Does it seem a pity that the little ignorant bird started off without knowing even the name of one of these places? Ah, no! A journeying bobolink needs no advice. "Poor," indeed! Why, Bob had a gift that made him fortunate beyond the understanding of men. Nature has dealt generously with Man, to be sure, giving him power to build ships for the sea and the air, and trains for the land, whereon he may go, and power to print time-tables to guide the time of travel. But to Bob also, who could do none of these things, Nature had, nevertheless, been generous, and had given him power to go four thousand miles without losing his way, though he had neither chart nor compass. What it would be like to have this gift, we can hardly even guess—we who get lost in the woods a mile from home, and wander in bewildered circles, not knowing where to turn! We can no more know how Bob found his way than the born-deaf can know the sound of a merry tune, or the born-blind can know the look of a sunset sky. Some people think that, besides the five senses given to a man, Nature gave one more to the bobolink—a sixth gift, called a "sense of direction."

A wonderful gift for a vagabond! To journey hither and yon with never a fear of being lost! To go forty hundred miles and never miss the way! To sail over land and over sea,—over meadow and forest and mountain,—and reach the homeland, far south of the Amazon, at just the right time! To travel by starlight as well as by sunshine, without once mistaking the path!

By starlight? What, Bob, who had frolicked and chuckled through the bright June days, and dozed o' nights so quietly that never a passing owl could see a motion to tempt a chase?

Yes, when he joined the Band of Bobolink Vagabonds, the gates of the night, which had been closed to him by Sleep, were somehow thrown open, and Bob was free to journey, not only where he would, but when he would—neither darkness nor daylight having power to stop him then.

Is it strange that his wings quivered with the joy of voyaging as surely as the sails of a boat tighten in the tugging winds?

What would you give to see this miracle—a bobolink flying through the night? For it has been seen; there being men who go and watch, when their calendars tell them 't is time for birds to take their southward flight. Their eyes are too feeble to see such sights unaided; so they look through a telescope toward the full round moon, and then they can see the birds that pass between them and the light. Like a procession they go—the bobolinks and other migrants, too; for the night sky is filled with travelers when birds fly south.

But though we could not see them, we should know when they are on their way because of their voices. What would you give to hear this miracle—a bobolink calling his watchword through the night?

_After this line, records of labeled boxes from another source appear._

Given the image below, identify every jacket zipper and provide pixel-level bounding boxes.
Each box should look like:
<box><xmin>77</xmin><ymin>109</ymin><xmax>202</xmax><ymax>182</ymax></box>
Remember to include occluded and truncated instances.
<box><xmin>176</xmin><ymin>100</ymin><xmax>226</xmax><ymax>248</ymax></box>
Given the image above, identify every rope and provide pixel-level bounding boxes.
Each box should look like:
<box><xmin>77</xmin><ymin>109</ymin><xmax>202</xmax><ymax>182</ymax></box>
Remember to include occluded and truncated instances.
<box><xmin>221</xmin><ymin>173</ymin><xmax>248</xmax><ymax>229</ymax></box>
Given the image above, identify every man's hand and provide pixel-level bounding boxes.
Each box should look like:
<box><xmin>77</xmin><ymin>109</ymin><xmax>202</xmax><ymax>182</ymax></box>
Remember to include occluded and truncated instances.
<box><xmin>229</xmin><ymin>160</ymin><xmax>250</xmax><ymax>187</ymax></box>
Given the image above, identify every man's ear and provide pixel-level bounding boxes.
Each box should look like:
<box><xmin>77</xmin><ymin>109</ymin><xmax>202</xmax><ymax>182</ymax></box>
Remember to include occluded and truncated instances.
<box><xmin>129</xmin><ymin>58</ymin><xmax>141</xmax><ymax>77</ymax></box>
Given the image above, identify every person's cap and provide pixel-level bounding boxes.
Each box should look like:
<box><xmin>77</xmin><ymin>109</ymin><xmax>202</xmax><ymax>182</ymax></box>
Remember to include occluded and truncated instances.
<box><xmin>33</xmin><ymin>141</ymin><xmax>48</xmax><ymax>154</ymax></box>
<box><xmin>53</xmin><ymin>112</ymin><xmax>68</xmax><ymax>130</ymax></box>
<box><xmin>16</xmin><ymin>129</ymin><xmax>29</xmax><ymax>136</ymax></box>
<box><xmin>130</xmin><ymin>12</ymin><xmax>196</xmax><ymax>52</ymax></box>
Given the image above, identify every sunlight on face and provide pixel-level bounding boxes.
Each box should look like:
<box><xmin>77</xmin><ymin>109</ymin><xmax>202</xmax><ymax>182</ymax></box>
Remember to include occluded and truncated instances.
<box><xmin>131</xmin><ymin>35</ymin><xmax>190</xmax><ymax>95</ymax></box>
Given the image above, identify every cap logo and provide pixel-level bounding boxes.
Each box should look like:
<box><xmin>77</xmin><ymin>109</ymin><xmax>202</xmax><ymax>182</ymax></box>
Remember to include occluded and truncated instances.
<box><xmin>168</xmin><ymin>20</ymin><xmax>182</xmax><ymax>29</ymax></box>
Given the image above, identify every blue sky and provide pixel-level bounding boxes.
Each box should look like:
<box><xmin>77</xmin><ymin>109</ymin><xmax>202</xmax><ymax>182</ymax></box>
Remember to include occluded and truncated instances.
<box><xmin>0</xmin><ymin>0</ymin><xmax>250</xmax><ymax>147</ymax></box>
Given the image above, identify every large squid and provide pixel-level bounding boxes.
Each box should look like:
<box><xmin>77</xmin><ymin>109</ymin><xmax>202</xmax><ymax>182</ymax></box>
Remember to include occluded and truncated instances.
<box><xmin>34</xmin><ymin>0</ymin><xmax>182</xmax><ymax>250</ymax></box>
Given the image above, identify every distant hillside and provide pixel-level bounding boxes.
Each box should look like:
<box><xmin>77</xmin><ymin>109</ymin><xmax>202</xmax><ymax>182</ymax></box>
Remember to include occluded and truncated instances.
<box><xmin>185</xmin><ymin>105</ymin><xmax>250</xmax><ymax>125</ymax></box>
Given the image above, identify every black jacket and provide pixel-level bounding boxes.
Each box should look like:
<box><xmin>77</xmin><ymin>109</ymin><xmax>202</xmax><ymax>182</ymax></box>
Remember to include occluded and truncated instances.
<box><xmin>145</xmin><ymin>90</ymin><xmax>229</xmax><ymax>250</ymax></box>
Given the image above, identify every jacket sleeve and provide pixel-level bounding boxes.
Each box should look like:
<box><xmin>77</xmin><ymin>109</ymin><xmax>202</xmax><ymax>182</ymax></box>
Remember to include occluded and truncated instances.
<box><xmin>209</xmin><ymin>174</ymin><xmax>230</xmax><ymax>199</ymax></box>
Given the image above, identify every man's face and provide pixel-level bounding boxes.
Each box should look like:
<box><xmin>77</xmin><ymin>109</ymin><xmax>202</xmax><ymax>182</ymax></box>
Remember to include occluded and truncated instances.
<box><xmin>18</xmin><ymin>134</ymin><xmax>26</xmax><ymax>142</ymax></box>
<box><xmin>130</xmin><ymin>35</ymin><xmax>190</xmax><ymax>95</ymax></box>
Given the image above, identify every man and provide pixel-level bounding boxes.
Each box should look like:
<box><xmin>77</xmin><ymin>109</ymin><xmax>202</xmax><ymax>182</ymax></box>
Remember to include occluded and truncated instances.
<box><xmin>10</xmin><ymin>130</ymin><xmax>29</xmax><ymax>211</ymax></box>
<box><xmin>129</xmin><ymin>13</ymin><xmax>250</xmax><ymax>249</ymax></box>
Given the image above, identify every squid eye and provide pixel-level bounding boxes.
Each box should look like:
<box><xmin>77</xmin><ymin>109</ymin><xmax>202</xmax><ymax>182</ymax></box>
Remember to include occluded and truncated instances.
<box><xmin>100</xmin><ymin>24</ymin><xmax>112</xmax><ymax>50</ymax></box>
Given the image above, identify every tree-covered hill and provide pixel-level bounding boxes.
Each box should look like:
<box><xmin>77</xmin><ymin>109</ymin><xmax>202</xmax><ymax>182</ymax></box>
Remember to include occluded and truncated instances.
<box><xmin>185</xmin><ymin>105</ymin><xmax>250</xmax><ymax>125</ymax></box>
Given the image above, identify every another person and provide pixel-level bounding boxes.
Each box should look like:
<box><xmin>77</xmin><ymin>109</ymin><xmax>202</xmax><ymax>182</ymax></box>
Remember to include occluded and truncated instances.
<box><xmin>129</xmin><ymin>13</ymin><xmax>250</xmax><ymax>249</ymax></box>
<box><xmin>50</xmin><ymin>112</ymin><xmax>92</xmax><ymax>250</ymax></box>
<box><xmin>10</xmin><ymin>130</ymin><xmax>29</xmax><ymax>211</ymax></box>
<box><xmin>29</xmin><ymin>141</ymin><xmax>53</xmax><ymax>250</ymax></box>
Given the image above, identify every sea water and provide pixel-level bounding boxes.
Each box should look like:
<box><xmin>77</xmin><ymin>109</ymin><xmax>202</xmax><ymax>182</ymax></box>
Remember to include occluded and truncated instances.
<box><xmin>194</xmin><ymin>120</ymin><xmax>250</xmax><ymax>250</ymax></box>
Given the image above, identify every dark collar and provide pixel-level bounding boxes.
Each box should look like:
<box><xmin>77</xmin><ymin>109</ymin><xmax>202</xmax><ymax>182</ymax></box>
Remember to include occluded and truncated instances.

For it has been heard; there being men who go to the hilltops and listen.

As they hear, now and again, wanderers far above them calling, "Chink," one to another, they know the bobolinks are on their way to a land that lies south of the Amazon, and that neither sleep nor darkness bars their path, which is open before them to take when and where they will.

And yet Bob and his comrades did not hasten. The year was long enough for pleasure by the way. He and May had worked busily to bring up a family of five fine sons and daughters early in the summer; and now that their children were able to look out for themselves, there was no reason why the birds should not have some idle, care-free hours.



Besides, it was time for the Feast of the Vagabonds, a ceremony that must be performed during the first weeks of the Migrant Flight; for it is a custom of the bobolinks, come down to them through no one knows how many centuries, to hold a farewell feast before leaving North America. If you will glance at a map of the Bobolink Route, you will see the names of the states they passed through. Our travelers did not know these names; but for all that, they found the Great Rice Trail and followed it. They found wild rice in the swamps of Maryland and the neighboring states. In South Carolina they found acres of cultivated rice. For rice is the favorite food during the Feast of the Vagabonds, and to them Nature has a special way of serving it. This same grain is eaten in many lands; taken in one way or another, it is said to be the principal food of about one half of all the people in the world. Bob didn't eat his in soup or pudding or chop-suey. He used neither spoon nor chop-sticks. He took his in the good old-fashioned way of his own folk—unripe, as most of us take our sweet corn, green and in the tender, milky stage, fresh from the stalk. He had been having a rather heavy meat diet in Maine, the meadow insects being abundant, and he relished the change. There was doubtless a good healthy reason for the ceremony of the Feast of the Vagabonds, as anyone who saw Bob may have guessed; for by the time he left South Carolina he was as fat as butter.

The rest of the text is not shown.